こうした可能性が推測される背景には、バフェット氏がこれまで株価暴落などにおいて優良株等を安く手に入れた事実が存在する。
ただし、これは決して同氏が他人に奨めてきた話ではない。
このアプローチは一種のマーケット・タイミングだからだ。
バフェット氏はむしろ、優良株の長期保有を奨めてきた。
自身は底値拾いにも果敢に取り組むが、他人には必ずしも奨めない。
1996年5月のバークシャー株主総会に、これに関連する部分があった。
この年の12月、ロバート・シラー教授のレクチャーを受けたアラン・グリーンスパンFRB議長(当時)は、有名な「根拠なき熱狂」という言葉を用いた講演を行っている。
当時の米経済はIT革命、生産性上昇などにも背中を押され、2000年のドットコム・バブルに向けて強気相場を続けていく。
バフェット氏はある株主から3つの銘柄に投資すべきか尋ねられ、こう答えた。
概して、偉大な会社の株価が本当にばかげたものでない限り、あなたがそれを見つけたと感じるなら・・・
定義を言うと、偉大な会社とは30年間偉大であり続ける会社だ。
3年しか偉大でないなら、それは偉大な会社じゃない。
半年後に中央銀行総裁が「根拠なき熱狂」を語るような状況でも、本当に「偉大な会社」なら投資すべきとバフェット氏は言いたかったのだ。
30年放っておいても「偉大」であり続ける銘柄に投資することが、投資家にとっての理想と考えているのだ。
私は、単純にそういう会社を保有すべきだと思う。
・・・それを見つけるのはとても難しいんだ。
資本主義の世界にも諸行無常は当てはまる。
当然のことだが、30年といったホライズンにわたり「偉大」であり続け、目をつぶって保有し続けることができる銘柄はそうはない。
そうそう見つかるものではない。
(また、正解だったかどうかは後にならないとわからない。

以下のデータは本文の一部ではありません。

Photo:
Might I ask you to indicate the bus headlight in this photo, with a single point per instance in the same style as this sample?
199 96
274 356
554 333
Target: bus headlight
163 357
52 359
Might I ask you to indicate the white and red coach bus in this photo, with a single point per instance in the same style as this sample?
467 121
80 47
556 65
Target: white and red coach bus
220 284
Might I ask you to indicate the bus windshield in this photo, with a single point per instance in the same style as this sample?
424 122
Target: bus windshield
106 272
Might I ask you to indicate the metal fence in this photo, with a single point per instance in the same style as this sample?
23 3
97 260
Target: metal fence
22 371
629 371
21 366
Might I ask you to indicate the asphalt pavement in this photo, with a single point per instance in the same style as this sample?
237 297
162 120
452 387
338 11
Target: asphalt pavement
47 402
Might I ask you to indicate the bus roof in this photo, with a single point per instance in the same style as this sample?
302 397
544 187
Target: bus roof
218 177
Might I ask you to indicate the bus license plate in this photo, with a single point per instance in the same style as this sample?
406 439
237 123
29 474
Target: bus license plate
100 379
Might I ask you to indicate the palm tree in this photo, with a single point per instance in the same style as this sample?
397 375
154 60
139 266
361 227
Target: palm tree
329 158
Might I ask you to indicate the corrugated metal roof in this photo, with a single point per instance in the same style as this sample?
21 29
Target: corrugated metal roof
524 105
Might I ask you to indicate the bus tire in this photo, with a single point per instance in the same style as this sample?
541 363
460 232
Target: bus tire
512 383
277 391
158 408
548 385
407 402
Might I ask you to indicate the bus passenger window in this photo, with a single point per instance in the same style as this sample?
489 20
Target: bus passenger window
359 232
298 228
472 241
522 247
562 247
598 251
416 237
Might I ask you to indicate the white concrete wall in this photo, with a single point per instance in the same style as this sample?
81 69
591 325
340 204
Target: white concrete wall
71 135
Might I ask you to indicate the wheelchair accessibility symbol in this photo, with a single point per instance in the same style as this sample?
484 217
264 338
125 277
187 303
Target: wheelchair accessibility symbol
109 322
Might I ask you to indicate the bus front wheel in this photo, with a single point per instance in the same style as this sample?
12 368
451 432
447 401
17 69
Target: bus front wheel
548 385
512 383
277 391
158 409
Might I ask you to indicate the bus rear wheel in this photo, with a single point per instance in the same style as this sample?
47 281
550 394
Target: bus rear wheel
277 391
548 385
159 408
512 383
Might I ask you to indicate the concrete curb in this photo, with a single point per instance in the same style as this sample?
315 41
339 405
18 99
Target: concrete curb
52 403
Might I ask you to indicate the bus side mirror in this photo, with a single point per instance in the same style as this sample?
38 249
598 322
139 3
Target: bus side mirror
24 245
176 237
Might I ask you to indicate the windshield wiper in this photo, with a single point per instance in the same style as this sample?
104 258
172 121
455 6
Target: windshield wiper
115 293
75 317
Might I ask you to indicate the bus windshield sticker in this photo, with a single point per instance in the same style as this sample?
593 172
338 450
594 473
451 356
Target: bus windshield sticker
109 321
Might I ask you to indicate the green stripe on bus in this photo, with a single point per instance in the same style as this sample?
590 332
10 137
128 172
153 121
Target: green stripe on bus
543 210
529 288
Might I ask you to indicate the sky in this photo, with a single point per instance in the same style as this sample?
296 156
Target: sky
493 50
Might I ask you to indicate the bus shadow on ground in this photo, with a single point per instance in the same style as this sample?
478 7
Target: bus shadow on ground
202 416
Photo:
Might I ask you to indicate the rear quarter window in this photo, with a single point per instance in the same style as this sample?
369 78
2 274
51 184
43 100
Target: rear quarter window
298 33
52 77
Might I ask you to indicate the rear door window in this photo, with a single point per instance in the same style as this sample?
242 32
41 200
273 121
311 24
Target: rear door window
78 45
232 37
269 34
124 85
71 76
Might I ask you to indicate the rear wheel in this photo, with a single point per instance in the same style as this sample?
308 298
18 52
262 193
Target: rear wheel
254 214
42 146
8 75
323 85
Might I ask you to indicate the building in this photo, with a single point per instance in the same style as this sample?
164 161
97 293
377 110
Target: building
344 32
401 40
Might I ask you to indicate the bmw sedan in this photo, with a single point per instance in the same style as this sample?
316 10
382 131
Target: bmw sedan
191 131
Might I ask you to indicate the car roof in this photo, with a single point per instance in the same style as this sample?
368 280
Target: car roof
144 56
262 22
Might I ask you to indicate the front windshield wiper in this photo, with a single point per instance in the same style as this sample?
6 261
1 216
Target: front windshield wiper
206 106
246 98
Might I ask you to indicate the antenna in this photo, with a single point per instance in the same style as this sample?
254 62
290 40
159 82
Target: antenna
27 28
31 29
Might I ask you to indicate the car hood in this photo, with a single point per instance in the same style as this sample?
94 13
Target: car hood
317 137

)
バフェット氏は、足元の相場を見て買い控えるべきでないと話している。
座して、パニックの最中に買えることを願うのは、疫病のようなものを心待ちにする葬式屋のような態度だろう。
それが素晴らしいテクニックになるとは思えない。
注意したいのは、これが「偉大な会社」を想定している点だ。
ありきたりの銘柄について述べた話ではない。
「偉大」な銘柄はマーケット・タイミングのノイズに左右されないという話だろう。
日米ともに株式市場に元気が戻ってきた。
過去の市場サイクルの経験則どおりの展開だ。
FRB利上げ終了後に、米市場は《最後のひと上げ》を演じる。
(ただし、利上げ終了は、事後にしかわからない。)
仮に今サイクルでの利上げが打ち止めとなったのなら、ここで上げるのは経験則どおりだ。
また、利上げ打ち止めとなる可能性が高いなら、それでも上げる要因となるのだろう。
問題は、その後の展開だ。
現在が新たな強気相場の序章なのか、それとも《最後》は《最後》なのか。
経験則は後者を支持しているように見え、この後に弱気相場がやってくる。
そう思う人たちは、椅子取りゲームのような感覚でいるのだろう。
上げの後に弱気相場を予想する人の中には、待ちを決め込んでいる人もいるはずだ。
おそらくバークシャーにしても、そうした思惑がゼロではないだろう。
1996年のバフェット氏の発言は、それに対する1つの答だ。
つまり、ポイントは個別銘柄にあるのだろう。